The 2021 year has brought many new developments, including, and most importantly, a new federal law that will require small, privately-owned companies to report their ultimate individual owners to the federal government. This new law, which was enacted on January 1, 2021, is known as the Corporate Transparency Act (“CTA”).
CTA reporting requirements will not become effective until after regulations are issued by the federal government further interpreting and clarifying CTA. Until those regulations are issued, we will not know the answer to many questions raised in CTA. CTA requires that regulations be issued by the Secretary of Treasury within one (1) year after the date of enactment of CTA, which was January 1, 2021.
The purpose of this Blog is to give a brief overview of CTA as currently written but with acknowledgment that the implementation and breadth of CTA will not be known until the regulations are issued.
In general, CTA requires that the “reporting company” file with FinCEN (Financial Crimes Enforcement Network of the Department of Treasury) a report that identifies each “beneficial owner” of the reporting company and the “applicant” of the reporting company. The following information is required for these persons: full legal name, date of birth, current address and unique identifying number (i.e., passport, drivers license).
These reports will be due at the time a new entity is formed after the issuance of the regulations. For entities existing on the date the regulations are issued, the report is due two years after the date the regulations are issued.

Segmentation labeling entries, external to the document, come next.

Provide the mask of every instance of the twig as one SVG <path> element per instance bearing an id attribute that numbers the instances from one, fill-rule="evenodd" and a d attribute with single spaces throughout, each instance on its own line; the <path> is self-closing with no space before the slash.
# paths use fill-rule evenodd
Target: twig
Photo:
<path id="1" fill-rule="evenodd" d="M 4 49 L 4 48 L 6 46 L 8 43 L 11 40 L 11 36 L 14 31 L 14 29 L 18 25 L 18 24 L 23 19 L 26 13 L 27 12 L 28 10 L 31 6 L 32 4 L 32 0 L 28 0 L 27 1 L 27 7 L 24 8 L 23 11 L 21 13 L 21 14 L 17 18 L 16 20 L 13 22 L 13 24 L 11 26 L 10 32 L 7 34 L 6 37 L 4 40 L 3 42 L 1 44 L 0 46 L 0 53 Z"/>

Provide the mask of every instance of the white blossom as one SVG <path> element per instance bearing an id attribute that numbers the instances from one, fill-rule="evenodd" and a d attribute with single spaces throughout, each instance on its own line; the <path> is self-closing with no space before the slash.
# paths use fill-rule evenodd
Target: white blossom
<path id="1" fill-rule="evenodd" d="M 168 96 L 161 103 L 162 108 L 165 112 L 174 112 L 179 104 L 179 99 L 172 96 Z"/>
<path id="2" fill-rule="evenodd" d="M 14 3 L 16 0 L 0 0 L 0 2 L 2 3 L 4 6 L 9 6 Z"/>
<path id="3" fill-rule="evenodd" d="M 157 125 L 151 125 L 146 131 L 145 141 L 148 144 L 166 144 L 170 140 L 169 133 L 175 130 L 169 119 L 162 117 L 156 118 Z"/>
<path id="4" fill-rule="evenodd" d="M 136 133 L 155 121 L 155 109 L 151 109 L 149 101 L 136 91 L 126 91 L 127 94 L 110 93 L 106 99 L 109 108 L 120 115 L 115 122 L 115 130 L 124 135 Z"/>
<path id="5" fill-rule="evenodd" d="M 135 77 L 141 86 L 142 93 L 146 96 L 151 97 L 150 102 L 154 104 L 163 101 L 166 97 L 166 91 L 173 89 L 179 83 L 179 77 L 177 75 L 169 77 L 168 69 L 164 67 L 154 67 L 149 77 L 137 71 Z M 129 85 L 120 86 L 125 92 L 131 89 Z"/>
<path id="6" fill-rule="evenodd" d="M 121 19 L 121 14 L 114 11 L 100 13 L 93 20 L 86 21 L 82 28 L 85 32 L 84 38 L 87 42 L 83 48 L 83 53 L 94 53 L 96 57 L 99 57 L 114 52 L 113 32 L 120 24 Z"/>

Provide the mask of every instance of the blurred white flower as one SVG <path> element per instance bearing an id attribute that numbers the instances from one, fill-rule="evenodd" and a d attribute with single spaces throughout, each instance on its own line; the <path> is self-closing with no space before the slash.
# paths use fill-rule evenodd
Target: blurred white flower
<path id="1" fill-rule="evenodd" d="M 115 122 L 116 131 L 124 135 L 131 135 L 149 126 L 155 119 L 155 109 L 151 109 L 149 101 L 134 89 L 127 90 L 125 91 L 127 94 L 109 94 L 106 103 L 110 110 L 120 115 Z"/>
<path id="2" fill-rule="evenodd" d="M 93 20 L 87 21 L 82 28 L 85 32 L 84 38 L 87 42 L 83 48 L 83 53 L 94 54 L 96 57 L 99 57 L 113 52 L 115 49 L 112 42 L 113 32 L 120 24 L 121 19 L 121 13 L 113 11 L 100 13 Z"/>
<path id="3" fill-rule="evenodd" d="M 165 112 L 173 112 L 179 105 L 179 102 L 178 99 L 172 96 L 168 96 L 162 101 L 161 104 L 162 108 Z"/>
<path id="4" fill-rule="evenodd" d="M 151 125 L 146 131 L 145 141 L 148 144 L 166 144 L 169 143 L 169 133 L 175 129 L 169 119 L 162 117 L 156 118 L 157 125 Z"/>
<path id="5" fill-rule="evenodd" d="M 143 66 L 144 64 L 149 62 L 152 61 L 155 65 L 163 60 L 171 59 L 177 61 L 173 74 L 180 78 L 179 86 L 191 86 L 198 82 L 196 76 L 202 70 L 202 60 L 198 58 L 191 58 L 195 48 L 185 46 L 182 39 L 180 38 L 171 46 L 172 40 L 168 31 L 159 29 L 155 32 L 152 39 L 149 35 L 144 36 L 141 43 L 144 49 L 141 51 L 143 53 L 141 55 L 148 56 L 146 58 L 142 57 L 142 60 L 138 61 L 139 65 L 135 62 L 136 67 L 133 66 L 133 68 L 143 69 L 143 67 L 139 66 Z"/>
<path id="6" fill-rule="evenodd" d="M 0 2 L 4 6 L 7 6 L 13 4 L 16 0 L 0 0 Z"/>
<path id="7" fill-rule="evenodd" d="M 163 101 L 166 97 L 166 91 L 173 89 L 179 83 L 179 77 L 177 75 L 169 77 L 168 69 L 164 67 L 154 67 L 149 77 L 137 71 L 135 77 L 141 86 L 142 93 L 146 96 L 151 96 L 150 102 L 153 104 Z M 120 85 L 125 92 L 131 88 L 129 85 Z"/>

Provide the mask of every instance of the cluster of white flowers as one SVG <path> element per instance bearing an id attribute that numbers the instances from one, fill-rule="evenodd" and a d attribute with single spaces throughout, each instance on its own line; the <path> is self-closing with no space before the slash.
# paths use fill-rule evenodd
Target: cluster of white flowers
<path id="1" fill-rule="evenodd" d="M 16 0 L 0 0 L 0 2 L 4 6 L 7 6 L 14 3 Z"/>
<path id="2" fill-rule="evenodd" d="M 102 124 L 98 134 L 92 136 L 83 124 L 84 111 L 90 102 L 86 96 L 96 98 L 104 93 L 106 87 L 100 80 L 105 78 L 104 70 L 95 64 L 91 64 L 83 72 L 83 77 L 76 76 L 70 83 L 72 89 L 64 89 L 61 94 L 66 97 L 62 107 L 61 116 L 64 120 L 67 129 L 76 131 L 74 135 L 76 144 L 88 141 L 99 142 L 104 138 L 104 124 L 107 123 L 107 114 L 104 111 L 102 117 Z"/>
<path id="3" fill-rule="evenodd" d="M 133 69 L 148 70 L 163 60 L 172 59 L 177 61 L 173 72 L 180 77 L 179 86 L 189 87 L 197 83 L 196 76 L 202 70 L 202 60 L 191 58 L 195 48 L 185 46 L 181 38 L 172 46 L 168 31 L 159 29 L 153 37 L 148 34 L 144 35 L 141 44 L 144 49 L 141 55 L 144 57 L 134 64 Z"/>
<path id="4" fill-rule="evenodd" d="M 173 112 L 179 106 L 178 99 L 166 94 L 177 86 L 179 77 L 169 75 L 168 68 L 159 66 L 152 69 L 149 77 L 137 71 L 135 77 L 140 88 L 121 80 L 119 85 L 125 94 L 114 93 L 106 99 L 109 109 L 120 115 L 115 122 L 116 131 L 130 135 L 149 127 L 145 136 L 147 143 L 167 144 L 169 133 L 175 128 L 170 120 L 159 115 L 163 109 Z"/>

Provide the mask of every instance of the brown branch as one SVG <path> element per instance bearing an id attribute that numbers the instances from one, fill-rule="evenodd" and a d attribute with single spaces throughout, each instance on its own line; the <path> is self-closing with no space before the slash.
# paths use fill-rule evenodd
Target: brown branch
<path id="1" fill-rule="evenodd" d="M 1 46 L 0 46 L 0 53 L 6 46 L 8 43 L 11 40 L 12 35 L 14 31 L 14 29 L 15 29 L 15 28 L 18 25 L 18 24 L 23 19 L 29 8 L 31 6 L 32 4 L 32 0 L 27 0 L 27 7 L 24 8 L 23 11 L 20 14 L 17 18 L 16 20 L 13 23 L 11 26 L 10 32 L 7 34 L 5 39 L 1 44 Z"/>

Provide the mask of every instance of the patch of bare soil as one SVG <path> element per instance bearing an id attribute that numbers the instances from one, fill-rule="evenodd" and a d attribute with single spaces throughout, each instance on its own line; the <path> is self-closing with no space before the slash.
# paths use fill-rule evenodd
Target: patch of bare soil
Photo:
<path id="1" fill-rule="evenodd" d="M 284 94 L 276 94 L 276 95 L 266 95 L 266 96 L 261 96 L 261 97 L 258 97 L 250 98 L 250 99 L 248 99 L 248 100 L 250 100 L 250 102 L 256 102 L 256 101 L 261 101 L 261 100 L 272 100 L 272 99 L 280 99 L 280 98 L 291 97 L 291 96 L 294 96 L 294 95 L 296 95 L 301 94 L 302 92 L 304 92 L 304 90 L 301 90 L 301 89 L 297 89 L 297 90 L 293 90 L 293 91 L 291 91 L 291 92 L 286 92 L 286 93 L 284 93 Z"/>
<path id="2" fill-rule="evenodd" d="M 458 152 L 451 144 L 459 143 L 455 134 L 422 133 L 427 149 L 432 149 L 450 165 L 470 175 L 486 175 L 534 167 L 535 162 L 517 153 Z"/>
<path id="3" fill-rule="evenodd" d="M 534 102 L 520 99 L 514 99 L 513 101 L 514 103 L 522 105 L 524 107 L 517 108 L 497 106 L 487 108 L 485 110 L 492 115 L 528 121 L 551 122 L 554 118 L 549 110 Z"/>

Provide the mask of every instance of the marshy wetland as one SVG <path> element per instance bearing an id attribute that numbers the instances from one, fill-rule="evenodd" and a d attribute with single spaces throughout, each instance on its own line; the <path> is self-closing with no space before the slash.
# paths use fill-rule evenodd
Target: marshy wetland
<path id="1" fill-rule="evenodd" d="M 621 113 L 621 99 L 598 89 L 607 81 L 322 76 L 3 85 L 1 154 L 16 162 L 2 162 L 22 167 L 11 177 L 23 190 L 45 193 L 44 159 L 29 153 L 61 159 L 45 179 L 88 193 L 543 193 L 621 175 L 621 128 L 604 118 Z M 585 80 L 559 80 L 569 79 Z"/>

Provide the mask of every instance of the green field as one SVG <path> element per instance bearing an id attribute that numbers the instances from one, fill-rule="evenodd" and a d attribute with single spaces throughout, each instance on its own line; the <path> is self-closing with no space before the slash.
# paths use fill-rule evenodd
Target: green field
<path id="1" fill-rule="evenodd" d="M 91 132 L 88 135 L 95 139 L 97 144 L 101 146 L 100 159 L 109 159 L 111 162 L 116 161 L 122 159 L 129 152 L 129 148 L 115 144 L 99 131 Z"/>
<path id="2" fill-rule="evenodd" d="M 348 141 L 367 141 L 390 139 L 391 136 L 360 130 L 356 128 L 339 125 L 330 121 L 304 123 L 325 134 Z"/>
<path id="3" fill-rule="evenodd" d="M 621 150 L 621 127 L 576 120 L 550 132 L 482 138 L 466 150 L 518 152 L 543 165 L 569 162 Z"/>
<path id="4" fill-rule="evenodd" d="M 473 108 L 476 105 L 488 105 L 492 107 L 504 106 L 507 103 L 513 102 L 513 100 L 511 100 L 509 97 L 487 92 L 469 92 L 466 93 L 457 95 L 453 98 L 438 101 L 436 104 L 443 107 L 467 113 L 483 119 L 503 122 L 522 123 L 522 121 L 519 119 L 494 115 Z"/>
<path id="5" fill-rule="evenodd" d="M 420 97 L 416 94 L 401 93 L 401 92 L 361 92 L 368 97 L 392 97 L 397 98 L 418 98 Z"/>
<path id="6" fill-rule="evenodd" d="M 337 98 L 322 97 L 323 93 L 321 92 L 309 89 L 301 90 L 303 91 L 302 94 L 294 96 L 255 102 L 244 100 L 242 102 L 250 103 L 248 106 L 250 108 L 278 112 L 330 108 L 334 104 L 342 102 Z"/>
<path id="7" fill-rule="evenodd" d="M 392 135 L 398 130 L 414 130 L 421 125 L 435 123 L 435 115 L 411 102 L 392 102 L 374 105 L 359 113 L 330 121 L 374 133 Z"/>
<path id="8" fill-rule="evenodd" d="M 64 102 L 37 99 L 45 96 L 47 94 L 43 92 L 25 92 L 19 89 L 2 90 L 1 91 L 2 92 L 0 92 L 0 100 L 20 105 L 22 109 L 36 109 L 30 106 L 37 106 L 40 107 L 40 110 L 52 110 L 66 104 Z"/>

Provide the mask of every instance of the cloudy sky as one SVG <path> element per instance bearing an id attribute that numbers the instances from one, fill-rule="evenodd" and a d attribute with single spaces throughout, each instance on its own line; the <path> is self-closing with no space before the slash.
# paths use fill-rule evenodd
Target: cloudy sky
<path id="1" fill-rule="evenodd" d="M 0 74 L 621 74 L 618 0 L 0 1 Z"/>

Several terms used in the CTA are defined as follows:
A. Beneficial Owner means an individual who, directly or indirectly, exercises “substantial control” over the company or owns or controls at least 25% of the ownership interest in the company. Several types of individuals are excluded, including minor children, nominees, employees, potential heirs and creditors.
B. Applicant means any individual who files an application to form a corporation, limited liability company or other similar entity under the laws of the State or Indian Tribe. In addition, the term includes an individual who registers or files an application to register any such entities under the laws of a foreign country to do business in the US.
C. Reporting Company is defined as a corporation, limited liability company or other similar entity that is (i) created by filing a document with the Secretary of State or a similar office of the State or Indian Tribe or (ii) formed under the laws of a foreign country and registered to do business in the United States by filing a document with such offices.
(1) A reporting company does not include many listed types of companies, including public companies, political entities, banks, credit unions, investment companies, investment advisors, insurance companies, public accounting firms, public utilities, charitable organizations, political organizations and certain inactive companies.
(2) Of particular interest, certain "large" companies are excluded as a reporting company. An “excluded company” is an entity that (a) employs more than 20 fulltime employees in the United States, (b) filed in the previous year federal income tax returns showing no more than $5,000,000 in gross receipts or sales (including receipts or sales of other entities owned by the reporting company and other entities in which the reporting company operates) and (c) has an operating presence at a physical office in the United States.